The leaders of the free world aren’t going to adopt kill criteria when it comes to problems like overshoot and overconsumption—not unless someone makes them. Listen to the way the tech dudes talk. Look at all the money they’re investing in projects that aren’t going to save the planet.
It’s bad enough when the rich and powerful don’t know when to quit. It’s even worse when they insulate themselves from the cost of their failure. These days, it doesn’t matter if they make bad decisions. They’ve amassed so much wealth and implemented so many unfair, unethical, and corrupt policies that they’ve completely bypassed failure. It’s easy, because they’re not using their own capital and labor anymore. They get subsidies and loans via taxes we pay. They get to exploit our time, energy, and labor. When they fail, we pay the price.
They pay nothing.
Imagine if Alex Honnold didn’t die if he fell at El Capitan. What if his failures simply resulted in death and injury for someone else?
How many times would he try?
Maybe Alex Honnold himself is a good person who wouldn’t take advantage of a situation like that. But that’s the situation humanity has found itself in. Entrapment in escalating conflicts has even become a way to make money for several different industries, especially defense. There’s always a ton of profit to be made from someone else’s refusal to quit when they should.

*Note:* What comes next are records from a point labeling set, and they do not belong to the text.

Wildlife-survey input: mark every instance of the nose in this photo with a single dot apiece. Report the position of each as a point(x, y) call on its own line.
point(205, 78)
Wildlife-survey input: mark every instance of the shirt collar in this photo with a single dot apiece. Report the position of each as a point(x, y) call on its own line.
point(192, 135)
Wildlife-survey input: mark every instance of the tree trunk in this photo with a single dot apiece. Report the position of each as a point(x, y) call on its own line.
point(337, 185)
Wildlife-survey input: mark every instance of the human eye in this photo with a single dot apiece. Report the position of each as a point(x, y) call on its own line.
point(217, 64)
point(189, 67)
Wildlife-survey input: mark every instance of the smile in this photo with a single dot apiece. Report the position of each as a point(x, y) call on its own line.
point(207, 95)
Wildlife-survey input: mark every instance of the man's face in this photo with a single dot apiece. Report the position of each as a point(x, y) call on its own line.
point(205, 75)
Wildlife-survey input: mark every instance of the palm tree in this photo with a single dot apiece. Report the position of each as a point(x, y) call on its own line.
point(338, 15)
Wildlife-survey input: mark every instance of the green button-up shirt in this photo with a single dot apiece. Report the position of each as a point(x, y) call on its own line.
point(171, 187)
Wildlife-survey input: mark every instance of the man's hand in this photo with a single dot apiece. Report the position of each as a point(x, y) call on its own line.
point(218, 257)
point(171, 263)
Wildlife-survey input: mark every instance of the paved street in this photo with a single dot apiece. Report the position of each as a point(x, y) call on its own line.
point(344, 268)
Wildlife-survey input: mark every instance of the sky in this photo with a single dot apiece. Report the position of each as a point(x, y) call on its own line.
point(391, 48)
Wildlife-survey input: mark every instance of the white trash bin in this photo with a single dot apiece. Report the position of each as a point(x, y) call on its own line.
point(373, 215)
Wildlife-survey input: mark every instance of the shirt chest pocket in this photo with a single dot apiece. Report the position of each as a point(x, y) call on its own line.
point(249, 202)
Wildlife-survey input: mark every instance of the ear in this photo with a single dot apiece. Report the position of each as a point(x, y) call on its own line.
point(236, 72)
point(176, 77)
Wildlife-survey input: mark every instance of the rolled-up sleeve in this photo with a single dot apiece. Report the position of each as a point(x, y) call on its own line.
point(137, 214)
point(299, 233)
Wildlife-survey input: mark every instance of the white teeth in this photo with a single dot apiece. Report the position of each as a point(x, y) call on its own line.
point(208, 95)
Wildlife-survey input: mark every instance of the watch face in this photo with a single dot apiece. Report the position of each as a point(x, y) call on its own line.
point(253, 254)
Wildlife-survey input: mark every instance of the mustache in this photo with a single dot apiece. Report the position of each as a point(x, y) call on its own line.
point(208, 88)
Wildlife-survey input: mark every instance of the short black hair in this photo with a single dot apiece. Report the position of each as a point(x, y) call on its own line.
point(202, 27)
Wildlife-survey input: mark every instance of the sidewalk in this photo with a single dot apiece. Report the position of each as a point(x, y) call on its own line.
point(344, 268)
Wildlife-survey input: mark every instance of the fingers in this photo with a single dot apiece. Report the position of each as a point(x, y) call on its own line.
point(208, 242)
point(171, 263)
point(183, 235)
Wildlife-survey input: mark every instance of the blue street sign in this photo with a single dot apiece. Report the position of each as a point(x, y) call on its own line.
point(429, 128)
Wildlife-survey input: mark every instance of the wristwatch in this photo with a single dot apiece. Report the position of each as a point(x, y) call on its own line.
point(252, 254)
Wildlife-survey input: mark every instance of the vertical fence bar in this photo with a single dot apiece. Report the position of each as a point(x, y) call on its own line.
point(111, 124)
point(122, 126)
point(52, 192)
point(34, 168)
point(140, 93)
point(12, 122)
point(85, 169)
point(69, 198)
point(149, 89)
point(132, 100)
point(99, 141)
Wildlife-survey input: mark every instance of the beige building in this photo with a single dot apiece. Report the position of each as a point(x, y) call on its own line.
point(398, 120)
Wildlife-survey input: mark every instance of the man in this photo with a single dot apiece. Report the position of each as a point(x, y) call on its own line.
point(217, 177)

It's easy to go around chanting "never give up" when you have endless access to government contracts, forgivable loans, a disposable workforce, and rich parents. They think they're like Alex Honnold, except they're not free-soloing El Capitan without a rope. They're just pretending.
We're the rope.
Hey, I resemble this essay! Well, at least when it comes to career. I've quit a number of jobs when they were no longer working, one profession, and one long term relationship. I regret none of these decisions, neither in taking the opportunities when they arose, nor in the decision to change. The sunk cost fallacy can be a big problem but it can be overcome.
Security is mostly a superstition. It does not exist in nature, nor do the children of men as a whole experience it. [ ... ] Life is either a daring adventure or nothing. To keep our faces toward change and behave like free spirits in the presence of fate is strength undefeatable.
- Hellen Keller, 1940
I am afraid, I am one of those non-quitters. I don't know how many times I have started something and stayed the course when I should have stopped and took a step back.
Then there were the rare times when I did stop and realize that continuing was futile. But mostly, I pushed through the pain, whether it was physical or mental, to complete the objective. I blame that on my military training.
I am better at evaluating now but it took me most of my life to figure it out.